There was a through-plane thickness and porosity interrelationship, which demonstrates a degree of more complex interaction, with the somewhat surprising finding that minimum porosity is preferable when coupled with very thin GDMs. It is possible that this is, in fact, a reflection on the gasket configuration of the test cell. A reduced complexity modelling step is required before firm conclusions can be drawn, however. While a variety of different thicknesses of GDM were tested, the gasket dimension remains unchanged, and so, for certain thicknesses of the GDM, the compression of the system may be sub-optimal. It is possible that this thickness factor could be removed by optimising the gasket geometry for each GDM. Lin et al. (2010) [58] make a point of limiting their paper selection to a single narrow size range to avoid any such effect. If this interpretation were correct, the optimum Ohmic gradient response would be expected to occur at a single thickness setting at all porosities. In this case, it was clear that the optimum performance at various porosities co-varies with thickness, reducing the likelihood that the lack of optimisation of the sealing gasket

4-108 height is the cause of this effect. A literature search on this topic revealed no pre-existing discussions of this effect, indeed the closest like to the topic that could be found [113] was focused on a novel geometry GDM that is not suited to this result. Millichap et al. (2015) [114] state that the primary impact of incorrect gasket geometries will be observed as accelerated degradation effects, and makes no mention of the thickness-porosity-performance relationship detected.

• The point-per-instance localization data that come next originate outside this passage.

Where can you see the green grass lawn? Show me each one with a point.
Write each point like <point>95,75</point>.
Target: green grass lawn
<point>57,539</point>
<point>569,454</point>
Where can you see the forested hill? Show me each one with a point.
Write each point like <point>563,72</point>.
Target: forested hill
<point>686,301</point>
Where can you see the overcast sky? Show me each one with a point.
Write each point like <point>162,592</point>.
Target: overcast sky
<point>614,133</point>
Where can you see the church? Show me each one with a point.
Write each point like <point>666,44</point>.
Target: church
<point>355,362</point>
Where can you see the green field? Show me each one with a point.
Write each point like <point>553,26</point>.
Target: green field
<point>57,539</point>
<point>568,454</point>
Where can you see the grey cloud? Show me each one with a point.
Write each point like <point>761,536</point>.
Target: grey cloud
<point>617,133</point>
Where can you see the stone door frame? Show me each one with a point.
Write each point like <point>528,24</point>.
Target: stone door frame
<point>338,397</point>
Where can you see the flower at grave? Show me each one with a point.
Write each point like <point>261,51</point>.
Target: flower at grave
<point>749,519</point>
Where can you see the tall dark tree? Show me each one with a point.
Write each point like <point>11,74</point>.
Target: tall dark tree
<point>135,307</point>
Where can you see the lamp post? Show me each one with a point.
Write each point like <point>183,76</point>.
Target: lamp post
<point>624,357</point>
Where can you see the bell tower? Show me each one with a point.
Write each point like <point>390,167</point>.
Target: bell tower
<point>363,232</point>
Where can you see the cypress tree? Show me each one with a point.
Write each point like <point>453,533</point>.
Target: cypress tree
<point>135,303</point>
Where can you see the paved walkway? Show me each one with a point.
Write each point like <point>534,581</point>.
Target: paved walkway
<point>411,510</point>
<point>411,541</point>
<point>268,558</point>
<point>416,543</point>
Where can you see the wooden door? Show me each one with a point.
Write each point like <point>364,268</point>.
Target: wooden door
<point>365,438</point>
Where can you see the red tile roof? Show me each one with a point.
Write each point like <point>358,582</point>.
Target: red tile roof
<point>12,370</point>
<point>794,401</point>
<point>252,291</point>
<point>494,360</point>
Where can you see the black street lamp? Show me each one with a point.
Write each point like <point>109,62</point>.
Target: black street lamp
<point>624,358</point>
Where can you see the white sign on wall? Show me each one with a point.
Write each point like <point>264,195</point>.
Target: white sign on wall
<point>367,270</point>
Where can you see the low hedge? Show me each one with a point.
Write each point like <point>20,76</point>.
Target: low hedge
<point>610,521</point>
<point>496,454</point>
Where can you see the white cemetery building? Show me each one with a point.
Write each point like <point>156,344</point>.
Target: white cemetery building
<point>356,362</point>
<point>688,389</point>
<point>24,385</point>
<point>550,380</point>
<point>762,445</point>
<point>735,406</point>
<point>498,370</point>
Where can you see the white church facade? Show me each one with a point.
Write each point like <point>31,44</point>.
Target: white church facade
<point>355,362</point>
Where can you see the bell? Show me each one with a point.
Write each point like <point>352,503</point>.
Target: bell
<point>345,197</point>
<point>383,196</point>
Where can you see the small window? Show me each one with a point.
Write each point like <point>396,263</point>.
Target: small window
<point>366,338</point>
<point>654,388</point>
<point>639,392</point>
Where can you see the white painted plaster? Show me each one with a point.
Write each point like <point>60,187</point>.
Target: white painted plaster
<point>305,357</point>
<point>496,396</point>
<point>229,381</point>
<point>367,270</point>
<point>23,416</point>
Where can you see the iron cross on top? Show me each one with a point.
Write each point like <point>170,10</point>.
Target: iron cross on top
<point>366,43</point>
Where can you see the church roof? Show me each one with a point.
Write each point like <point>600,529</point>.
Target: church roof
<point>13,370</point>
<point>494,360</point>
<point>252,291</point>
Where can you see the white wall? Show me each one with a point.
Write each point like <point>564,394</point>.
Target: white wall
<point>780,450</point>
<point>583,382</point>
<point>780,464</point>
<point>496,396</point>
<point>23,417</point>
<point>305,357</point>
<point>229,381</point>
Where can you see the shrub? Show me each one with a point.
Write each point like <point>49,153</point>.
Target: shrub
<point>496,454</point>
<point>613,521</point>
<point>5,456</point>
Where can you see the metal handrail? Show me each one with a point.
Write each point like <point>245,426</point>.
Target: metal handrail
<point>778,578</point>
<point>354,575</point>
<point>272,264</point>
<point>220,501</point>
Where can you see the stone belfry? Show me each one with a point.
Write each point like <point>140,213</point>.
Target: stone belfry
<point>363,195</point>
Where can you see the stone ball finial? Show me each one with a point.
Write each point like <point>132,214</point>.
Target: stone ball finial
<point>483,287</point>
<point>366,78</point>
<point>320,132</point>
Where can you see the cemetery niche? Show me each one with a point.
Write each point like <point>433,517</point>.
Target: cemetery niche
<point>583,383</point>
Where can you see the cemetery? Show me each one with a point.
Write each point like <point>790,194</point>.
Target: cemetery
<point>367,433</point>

Based on the information available here, and assuming the gasket geometry was not a factor; the through-plane thickness and porosity interaction were present in all cases. Once again on this first iteration model, the paper structure provides the optimum Ohmic Loss region gradient (gO) and the non-woven (felt) structures slightly beating the performance of the woven materials. It is worth stressing once again that this three-factor interaction would be difficult, if not impossible, to detect in the traditional OFAT (one factor at a time) methods of data assessment.